- Directed by: Roberto Bianchi Montero Wolfgang Schleif
- Written by: J. Joachim Bartsch
- Produced by: Wolf C. Hartwig
- Starring: Karin Baal Joachim Hansen Horst Frank
- Cinematography: Klaus von Rautenfeld
- Edited by: Herbert Taschner
- Music by: Raimund Rosenberger
- Production companies: Cinematografica Associati Rapid Film
- Distributed by: Gloria Film
- Release date: 5 October 1962;
- Running time: 86 minutes
- Countries: West Germany Italy
- Language: German

= Between Shanghai and St. Pauli =

1962 film

Between Shanghai and St. Pauli (German: Zwischen Schanghai und St. Pauli, Italian: I rinnegati di Capitan Kidd) is a 1962 West German-Italian crime adventure film directed by Roberto Bianchi Montero and Wolfgang Schleif and starring Karin Baal, Joachim Hansen and Horst Frank. It is also known by the alternative title Voyage to Danger. The film's sets were designed by the art director Hans Berthel.

== Plot ==
A violent bar fight leads to Carlos, Blacky and Jochen joining the crew of the ramshackle freighter 'Trinidad'. It turns out that the decrepit ship with its expensive cargo is about to be blown up as part of an insurance fraud devised by the unscrupulous criminal Frederic and his accomplice Diana. Everything changes after it turns out that Vera Anden, a millionaire's daughter, is also on board. Frederic is the secretary to her father, a rich businessman, and wants to extort a high ransom. But the three protagonists take command of the ship following a wild shootout off the African coast. During a scuffle to capture Diana and Frederic, the criminal mastermind is able to detonate an explosive device attached to the ship.

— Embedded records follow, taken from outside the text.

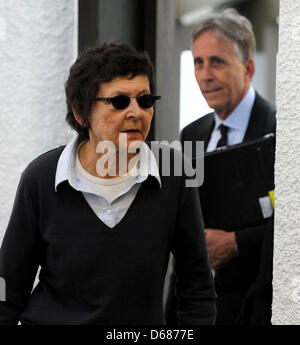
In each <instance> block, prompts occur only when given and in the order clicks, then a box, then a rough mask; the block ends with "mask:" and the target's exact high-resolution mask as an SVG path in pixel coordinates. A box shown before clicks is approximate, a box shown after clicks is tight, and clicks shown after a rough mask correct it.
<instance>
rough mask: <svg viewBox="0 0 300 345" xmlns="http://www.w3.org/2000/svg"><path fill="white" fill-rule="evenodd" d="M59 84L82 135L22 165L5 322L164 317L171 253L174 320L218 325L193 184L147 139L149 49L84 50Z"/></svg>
mask: <svg viewBox="0 0 300 345" xmlns="http://www.w3.org/2000/svg"><path fill="white" fill-rule="evenodd" d="M65 89H66V99H67V122H68V123H69V124H70V125H71V127H72V128H73V129H75V131H76V132H77V134H78V135H77V136H76V137H75V138H74V139H73V140H71V142H69V143H68V145H66V146H65V147H59V148H57V149H54V150H52V151H49V152H47V153H45V154H43V155H41V156H40V157H38V158H37V159H35V160H34V161H33V162H31V163H30V164H29V166H28V167H27V168H26V169H25V171H24V172H23V174H22V177H21V180H20V184H19V187H18V191H17V195H16V200H15V203H14V207H13V211H12V215H11V218H10V221H9V225H8V228H7V230H6V234H5V237H4V240H3V244H2V247H1V252H0V276H1V277H2V278H3V279H4V280H5V283H6V300H5V301H1V302H0V323H1V324H16V323H17V322H18V321H21V323H22V324H25V325H27V324H62V325H66V324H69V325H73V324H74V325H75V324H76V325H78V324H143V325H145V324H155V325H158V324H163V323H164V317H163V288H164V281H165V276H166V272H167V266H168V260H169V254H170V252H173V254H174V257H175V261H176V266H175V267H176V273H177V278H178V283H177V293H178V300H179V307H178V317H179V322H180V323H182V324H213V322H214V319H215V294H214V290H213V281H212V278H211V273H210V269H209V264H208V259H207V252H206V246H205V237H204V234H203V225H202V219H201V216H200V210H199V208H200V204H199V200H198V193H197V190H196V189H195V188H187V187H185V183H184V181H185V179H186V176H175V174H174V172H173V173H172V169H171V173H170V174H169V176H164V174H162V171H161V167H160V164H159V160H157V158H156V157H155V155H154V154H153V152H152V151H151V149H150V146H149V144H147V143H145V140H146V137H147V135H148V132H149V128H150V124H151V119H152V116H153V106H154V103H155V101H156V100H158V99H160V97H159V96H156V95H153V89H154V85H153V66H152V63H151V61H150V59H149V57H148V55H147V54H146V53H142V52H137V51H136V50H135V49H134V48H133V47H131V46H129V45H127V44H125V43H121V42H119V43H110V44H108V43H105V44H103V45H101V46H98V47H92V48H89V49H87V50H85V51H83V52H82V53H81V54H80V55H79V57H78V59H77V60H76V62H75V63H74V65H73V66H72V67H71V70H70V75H69V78H68V80H67V82H66V88H65ZM104 144H105V145H104ZM103 145H104V146H103ZM111 147H112V148H113V150H112V151H111V152H112V153H111V152H110V154H108V151H109V150H110V148H111ZM159 150H162V151H164V150H166V148H164V147H159ZM169 151H170V152H171V153H170V154H171V156H172V157H171V161H172V160H174V156H175V155H180V153H179V152H177V151H174V150H169ZM124 153H125V155H124ZM107 154H108V156H109V159H106V160H105V159H103V158H105V155H107ZM122 157H123V159H121V158H122ZM124 157H125V159H124ZM112 161H114V162H115V164H110V163H111V162H112ZM112 167H114V169H113V168H112ZM39 266H40V267H41V270H40V274H39V282H38V284H37V285H36V286H35V287H34V289H33V290H32V287H33V282H34V279H35V275H36V272H37V269H38V267H39Z"/></svg>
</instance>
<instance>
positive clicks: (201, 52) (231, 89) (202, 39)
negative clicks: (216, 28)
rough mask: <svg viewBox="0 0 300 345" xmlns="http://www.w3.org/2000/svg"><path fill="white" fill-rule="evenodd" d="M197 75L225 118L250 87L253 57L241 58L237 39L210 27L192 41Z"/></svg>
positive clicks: (195, 66)
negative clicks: (230, 37) (232, 38)
mask: <svg viewBox="0 0 300 345" xmlns="http://www.w3.org/2000/svg"><path fill="white" fill-rule="evenodd" d="M193 57H194V64H195V76H196V79H197V82H198V84H199V87H200V89H201V92H202V93H203V96H204V98H205V99H206V101H207V103H208V105H209V106H210V107H211V108H213V109H214V110H215V111H216V113H217V114H218V116H219V117H220V118H221V119H226V117H227V116H228V115H230V114H231V113H232V111H233V110H234V109H235V108H236V106H237V105H238V104H239V102H240V101H241V100H242V98H243V97H244V96H245V94H246V92H247V91H248V88H249V85H250V82H251V78H252V76H253V74H254V69H255V67H254V60H253V59H252V58H250V59H248V60H247V61H246V62H242V61H241V59H240V57H239V52H238V48H237V45H236V43H234V42H232V41H224V40H220V39H219V38H218V37H217V36H216V35H215V34H214V33H213V32H211V31H207V32H204V33H202V34H201V35H200V36H199V37H197V38H196V40H195V41H194V45H193Z"/></svg>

The freighter sinks, but the three friends and Vera Anden manage to make it ashore, where the rogue couple is taken away in handcuffs by the Moroccan police.

==Cast==
- Karin Baal as Vera
- Joachim Hansen as Jochen
- Horst Frank as Frederic
- Carlo Giustini as Carlos
- Ugo Sasso as Kapitän Brinkmann
- Luisella Boni as Diana
- Carmela Corren as Sängerin in der Bar
- Mario del Marius as Quieto
- Dorothee Parker as Diana
- Bill Ramsey as Blacky

== Bibliography ==
- Bock, Hans-Michael & Bergfelder, Tim. The Concise CineGraph. Encyclopedia of German Cinema. Berghahn Books, 2009.
- Zhou, Qingyang Freya, Shen, Qinna & Fitzpatrick, Zach Ramon. Charting Asian German Film History: Imagination, Collaboration, and Diasporic Representation. Camden House, 2025.